For starters, I am blessed to have an amazing family that loves me unconditionally. My mom is retired and stays at home while my dad works through the week. I also do my best to stay busy over the breaks by working to pay for school. Although this is the case for me, not everyone has this family dynamic. For many people, going home scares them. At Asbury, we can live on our own and do whatever we want, whenever we want. This is our way of blossoming into adulthood and learning how to make our own choices.
Odyssey’s Lucas Lino Ortiz, when giving an example from his own life, said, “It took three weeks before my parents realized that ‘living the happiest life I can live’ for me meant sitting at home playing computer games while watching Fresh Prince of Bel Air reruns.”
When we move back home, we constantly have our parents breathing down our necks, wondering what we are doing, who we are talking to, why we aren’t eating, why we are eating so much, why we slept in until 4:00 p.m., why we were having a solo party in our room at 4:00 a.m. and countless other decisions that we make every day. Another issue we face is the disappearance of our personal space.
“‘Personal space’ and ‘childhood home’ aren’t even in the same dictionary,” Ortiz said. “When you move back home you can’t just go to your room, lock the door and know that no one will disturb you.”
The sad part is, he is right. I am not even allowed to lock the door to my room. My parents say, “What if something bad happens and we need to get into your room?” when they just want to be able to keep a check on me. Most families struggle with several things when we come back home from college. Some things we must get used to sharing are space, food, responsibility and even rules. Most parents expect their children to pick back up with chores right where they left off when they started college. This can be difficult for us as we are used to having our own schedule and independence. Although this is not how we are used to living, we do live in their houses and must follow their rules within reason, no matter how invasive they may be.

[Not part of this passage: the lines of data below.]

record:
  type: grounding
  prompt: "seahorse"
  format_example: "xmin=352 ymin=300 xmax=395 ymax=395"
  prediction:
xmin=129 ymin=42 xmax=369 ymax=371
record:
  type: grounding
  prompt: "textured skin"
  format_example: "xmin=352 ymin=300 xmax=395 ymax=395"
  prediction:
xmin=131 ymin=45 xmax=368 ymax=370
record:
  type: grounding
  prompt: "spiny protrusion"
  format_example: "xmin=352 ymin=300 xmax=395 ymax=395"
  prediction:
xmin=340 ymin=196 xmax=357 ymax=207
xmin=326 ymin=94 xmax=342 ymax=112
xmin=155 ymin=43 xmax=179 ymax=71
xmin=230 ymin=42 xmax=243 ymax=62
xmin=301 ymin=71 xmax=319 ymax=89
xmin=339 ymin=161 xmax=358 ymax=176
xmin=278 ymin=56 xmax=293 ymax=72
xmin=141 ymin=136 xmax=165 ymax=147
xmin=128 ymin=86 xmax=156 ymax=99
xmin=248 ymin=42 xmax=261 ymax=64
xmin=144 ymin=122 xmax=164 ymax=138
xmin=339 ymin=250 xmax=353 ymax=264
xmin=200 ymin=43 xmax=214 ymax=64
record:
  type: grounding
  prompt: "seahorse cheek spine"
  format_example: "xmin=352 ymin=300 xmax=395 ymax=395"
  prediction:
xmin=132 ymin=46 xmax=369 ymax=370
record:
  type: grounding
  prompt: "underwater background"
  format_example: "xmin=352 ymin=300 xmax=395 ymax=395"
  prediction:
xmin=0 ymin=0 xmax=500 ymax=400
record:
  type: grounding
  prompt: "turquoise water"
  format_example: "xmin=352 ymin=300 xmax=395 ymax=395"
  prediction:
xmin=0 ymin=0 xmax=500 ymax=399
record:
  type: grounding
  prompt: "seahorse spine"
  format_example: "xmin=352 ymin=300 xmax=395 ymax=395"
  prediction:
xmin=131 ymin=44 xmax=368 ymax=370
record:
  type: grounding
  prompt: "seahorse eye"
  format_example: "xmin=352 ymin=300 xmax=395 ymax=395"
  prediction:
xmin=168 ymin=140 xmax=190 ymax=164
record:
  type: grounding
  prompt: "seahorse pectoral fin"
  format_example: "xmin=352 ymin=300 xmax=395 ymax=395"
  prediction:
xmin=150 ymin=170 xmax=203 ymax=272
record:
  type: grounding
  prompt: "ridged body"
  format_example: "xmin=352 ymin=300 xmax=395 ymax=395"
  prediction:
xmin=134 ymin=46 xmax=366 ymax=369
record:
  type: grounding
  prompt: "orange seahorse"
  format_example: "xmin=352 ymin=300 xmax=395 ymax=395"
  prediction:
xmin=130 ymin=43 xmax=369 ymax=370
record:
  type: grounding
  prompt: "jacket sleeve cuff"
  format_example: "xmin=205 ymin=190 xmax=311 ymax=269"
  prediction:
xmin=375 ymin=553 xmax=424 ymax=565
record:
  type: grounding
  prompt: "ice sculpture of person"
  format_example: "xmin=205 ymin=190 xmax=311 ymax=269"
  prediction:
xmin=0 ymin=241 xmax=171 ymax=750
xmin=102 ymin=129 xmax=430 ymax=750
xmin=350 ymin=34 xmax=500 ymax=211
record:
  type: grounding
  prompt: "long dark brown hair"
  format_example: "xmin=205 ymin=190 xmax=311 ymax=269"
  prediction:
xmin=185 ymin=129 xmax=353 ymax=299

However, this does not mean we must conform to keep the peace between whoever we are living with. Even though moving back home can be an obstacle, do not let that keep you from being who you are. Whether you live with your parent(s), grandparent(s), sibling(s), friend(s), etc, continue to be who you are. Keep finding yourself every day and use these upcoming weeks as a mental, physical and emotional break for yourself. You owe yourself that much. Take that break, read that book, take that nap and pet that dog. We all have our own homelife issues, but soon enough we will be back in the swing of things, complaining about school and saying how much we are looking forward to the next school break. I think we all just hate change. Good or bad, change is hard to adjust to. Have safe travels home everyone, and make the most of your time away from Asbury!